Crm1複合体の解析による肝細胞癌発癌機構およびその治療法の解明

Crm1复合物分析阐明肝癌发生机制及治疗方法

• 批准号: 19790962
• 负责人: 榎本 武治
• 金额: $ 2.34万
• 依托单位: St. Marianna University School of Medicine
• 依托单位国家: 日本
• 项目类别: Grant-in-Aid for Young Scientists (B)
• 财政年份: 2007
• 资助国家: 日本
• 起止时间: 2007 至 2008
• 项目状态: 已结题
• 来源: https://kaken.nii.ac.jp/grant/KAKENHI-PROJECT-19790962/
• 关键词: 癌; 蛋白質

肝細胞癌は肝臓にできる悪性腫瘍である原発性肝癌の約95%を占める疾患であり,原因としてB型肝炎,C型肝炎ウイルスが関係すると考えられている.世界的には、アジアとアフリカを中心として3億5千万人も持続感染しているB型肝炎ウイルスが原因となる肝細胞癌の患者数の方が,C型肝炎ウイルスよりまだ圧倒的に多いのが現状である.その原因として,B型肝炎ウィルスによる肝細胞癌発癌機構に最も関与することが報告されているタンパク質であるHepatitis B virus X proteinその機序としてタンパク質を核から細胞質へ輸送するという重要な機序に関わる核外輸送因子Crm1複合体がHBxを細胞質に輸送し,中心体分裂に不安定性を引き起こし発癌することが報告されている.ヌクレオフォスミン(NPM/B23)は5量体(オリゴマー)を形成する非常に安定したタンパク質であり,核と細胞質を往復し正常細胞では核内で見られる頻度が最も高い.以前より中心体分裂に関与することが知られていたが,最近になりNPMの細胞質への輸送能はCrm1複合体によってコントロールされていることが報告された.以上より,Crm1複合体に関わる二つのタンパク質がcomplexを形成することにより肝細胞癌発癌機構制御に大きく関わり,治療に応用される可能性が示唆される.HBxとNPMの接合部位の同定:pcDNA3myc3NPMとpcDNA3flag3HBxを作成し,この両タンパク質が結合する可能性があることが示唆された.現在,NPMとHBxの接合部位の同定のため,NPMの変異体を作成し細胞にpcDNA3flag3HBxと共発現させ,抗Flag抗体にて免疫沈降し,HBxとNPMに対する抗体でWestern blotting法を用いて接合部位の同定を行っている.Crm1複合体陰性作用下におけるHBxおよびNPMの局在:Crm1複合体に対して特異的に陰性の作用を示すLeptomicin Bの投与下に、HBxおよびNPMの局在についてを確認するため、pcDNA3myc3NPMとpcDNA3flag3HBxを細胞内で過剰発現させた.共焦点レーザースキャン顕微鏡を用いてその局在を同定した.

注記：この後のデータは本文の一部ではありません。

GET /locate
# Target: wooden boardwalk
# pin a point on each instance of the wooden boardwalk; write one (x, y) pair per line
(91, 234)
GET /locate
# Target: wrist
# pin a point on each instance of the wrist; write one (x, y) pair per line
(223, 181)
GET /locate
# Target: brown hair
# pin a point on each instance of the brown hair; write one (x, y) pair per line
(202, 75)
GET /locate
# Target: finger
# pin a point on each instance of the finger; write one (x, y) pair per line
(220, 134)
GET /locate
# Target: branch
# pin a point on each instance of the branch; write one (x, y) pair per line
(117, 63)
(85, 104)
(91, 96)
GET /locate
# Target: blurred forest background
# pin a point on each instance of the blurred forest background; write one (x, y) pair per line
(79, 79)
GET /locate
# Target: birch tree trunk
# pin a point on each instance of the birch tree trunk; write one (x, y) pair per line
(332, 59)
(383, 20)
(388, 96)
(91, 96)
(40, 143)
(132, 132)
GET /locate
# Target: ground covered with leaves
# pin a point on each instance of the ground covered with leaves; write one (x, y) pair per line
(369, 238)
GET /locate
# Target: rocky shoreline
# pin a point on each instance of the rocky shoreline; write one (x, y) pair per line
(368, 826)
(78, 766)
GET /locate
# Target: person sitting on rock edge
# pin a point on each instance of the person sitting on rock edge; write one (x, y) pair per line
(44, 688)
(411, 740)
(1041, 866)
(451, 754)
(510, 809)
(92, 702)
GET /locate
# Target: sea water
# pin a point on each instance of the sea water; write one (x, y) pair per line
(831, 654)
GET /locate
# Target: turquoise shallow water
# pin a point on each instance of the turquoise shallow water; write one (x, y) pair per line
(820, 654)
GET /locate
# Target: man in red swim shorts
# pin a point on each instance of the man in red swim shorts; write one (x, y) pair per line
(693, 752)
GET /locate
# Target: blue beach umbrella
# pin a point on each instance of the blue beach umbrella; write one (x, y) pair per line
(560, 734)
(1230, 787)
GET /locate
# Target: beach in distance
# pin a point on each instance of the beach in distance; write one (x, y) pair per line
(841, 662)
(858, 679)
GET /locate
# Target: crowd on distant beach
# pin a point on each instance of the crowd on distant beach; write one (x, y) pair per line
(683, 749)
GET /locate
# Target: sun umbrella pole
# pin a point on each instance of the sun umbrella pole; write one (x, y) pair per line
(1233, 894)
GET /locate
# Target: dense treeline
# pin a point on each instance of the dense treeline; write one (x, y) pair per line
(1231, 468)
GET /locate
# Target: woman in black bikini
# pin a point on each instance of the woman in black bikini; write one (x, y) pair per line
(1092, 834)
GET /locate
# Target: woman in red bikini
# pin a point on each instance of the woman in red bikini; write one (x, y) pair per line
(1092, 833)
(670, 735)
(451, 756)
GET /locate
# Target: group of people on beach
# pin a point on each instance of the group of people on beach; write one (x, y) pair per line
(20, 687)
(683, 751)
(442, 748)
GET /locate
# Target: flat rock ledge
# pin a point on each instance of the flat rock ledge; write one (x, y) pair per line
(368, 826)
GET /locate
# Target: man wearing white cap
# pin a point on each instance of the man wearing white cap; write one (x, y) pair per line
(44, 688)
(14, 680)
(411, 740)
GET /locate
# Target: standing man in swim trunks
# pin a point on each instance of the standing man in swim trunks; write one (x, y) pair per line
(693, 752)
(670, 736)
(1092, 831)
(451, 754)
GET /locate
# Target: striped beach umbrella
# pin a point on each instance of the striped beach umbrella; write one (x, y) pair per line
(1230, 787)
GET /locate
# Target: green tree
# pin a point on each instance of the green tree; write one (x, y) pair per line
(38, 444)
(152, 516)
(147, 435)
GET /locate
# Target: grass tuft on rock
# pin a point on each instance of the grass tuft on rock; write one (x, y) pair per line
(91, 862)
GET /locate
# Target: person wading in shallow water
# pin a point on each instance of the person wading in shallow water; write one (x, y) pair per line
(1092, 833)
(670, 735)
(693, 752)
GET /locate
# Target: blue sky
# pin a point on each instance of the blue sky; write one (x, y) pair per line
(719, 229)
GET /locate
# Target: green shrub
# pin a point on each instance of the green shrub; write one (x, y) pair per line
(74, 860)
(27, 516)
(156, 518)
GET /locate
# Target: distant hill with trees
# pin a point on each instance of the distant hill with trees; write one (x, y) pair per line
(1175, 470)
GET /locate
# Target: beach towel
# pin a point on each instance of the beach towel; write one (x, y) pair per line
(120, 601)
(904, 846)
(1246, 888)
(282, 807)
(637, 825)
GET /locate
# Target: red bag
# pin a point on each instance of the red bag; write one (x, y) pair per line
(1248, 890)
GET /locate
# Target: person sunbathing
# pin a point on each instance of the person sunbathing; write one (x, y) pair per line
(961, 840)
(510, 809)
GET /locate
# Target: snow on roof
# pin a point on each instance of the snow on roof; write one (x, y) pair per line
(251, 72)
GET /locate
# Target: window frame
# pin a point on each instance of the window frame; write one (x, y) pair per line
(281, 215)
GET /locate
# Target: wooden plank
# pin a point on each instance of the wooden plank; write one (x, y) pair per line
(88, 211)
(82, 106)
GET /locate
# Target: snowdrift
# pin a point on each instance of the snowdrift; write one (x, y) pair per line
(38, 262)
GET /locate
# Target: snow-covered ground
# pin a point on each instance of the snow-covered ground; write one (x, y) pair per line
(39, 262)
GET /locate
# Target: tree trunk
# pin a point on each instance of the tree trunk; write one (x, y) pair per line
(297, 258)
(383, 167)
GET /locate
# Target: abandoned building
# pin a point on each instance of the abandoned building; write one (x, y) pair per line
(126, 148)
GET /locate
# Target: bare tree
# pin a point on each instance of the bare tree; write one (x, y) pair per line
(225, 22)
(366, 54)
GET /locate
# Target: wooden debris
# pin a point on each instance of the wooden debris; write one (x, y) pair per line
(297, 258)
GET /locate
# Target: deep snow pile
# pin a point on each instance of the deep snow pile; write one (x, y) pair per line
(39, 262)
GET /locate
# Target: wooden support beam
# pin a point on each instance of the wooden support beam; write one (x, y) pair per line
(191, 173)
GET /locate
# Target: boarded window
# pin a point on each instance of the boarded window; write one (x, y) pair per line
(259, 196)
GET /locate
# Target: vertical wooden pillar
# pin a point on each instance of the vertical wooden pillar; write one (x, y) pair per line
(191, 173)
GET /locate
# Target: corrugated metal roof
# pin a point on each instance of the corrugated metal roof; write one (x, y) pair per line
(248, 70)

Hepatocellular carcinoma accounts for about 95% of primary liver cancer, and the causes include hepatitis B and hepatitis C. The number of patients with hepatocellular carcinoma (HCC) and the number of hepatitis C patients infected with hepatitis B are estimated to be 350 million worldwide. The mechanism of Hepatitis B virus X protein protein expression in hepatocellular carcinoma is reported to be the most important mechanism for the development of hepatocellular carcinoma. NPM/B23 is the most frequently observed in normal cells. In the past, the central body division was related to the transmission of information, but recently, the transmission of information from the cytoplasm of NPM to Crm1 complex was reported. The Crm1 complex is related to the formation of two kinds of protein complexes, and the possibility of therapeutic use is indicated. The identification of the junction site between HBx and NPM: pcDNA3 myc3NPM pcDNA3 flag 3HBx, and the possibility of binding of two kinds of protein complexes are indicated. Now,NPM and HBx binding site identification,NPM variant production, cell pcDNA3flag3HBx co-discovery, anti-Flag antibody immuno-precipitation,HBx and NPM antibody Western blotting method in the binding site identification, Crm1 complex negative effect, HBx and NPM in: Crm1 complex specific negative effect, Leptomicin B administration and lower, HBx and NPM in the detection, pcDNA3myc3NPM pcDNA3flag3HBx intracellular detection. A common focal point is a mirror.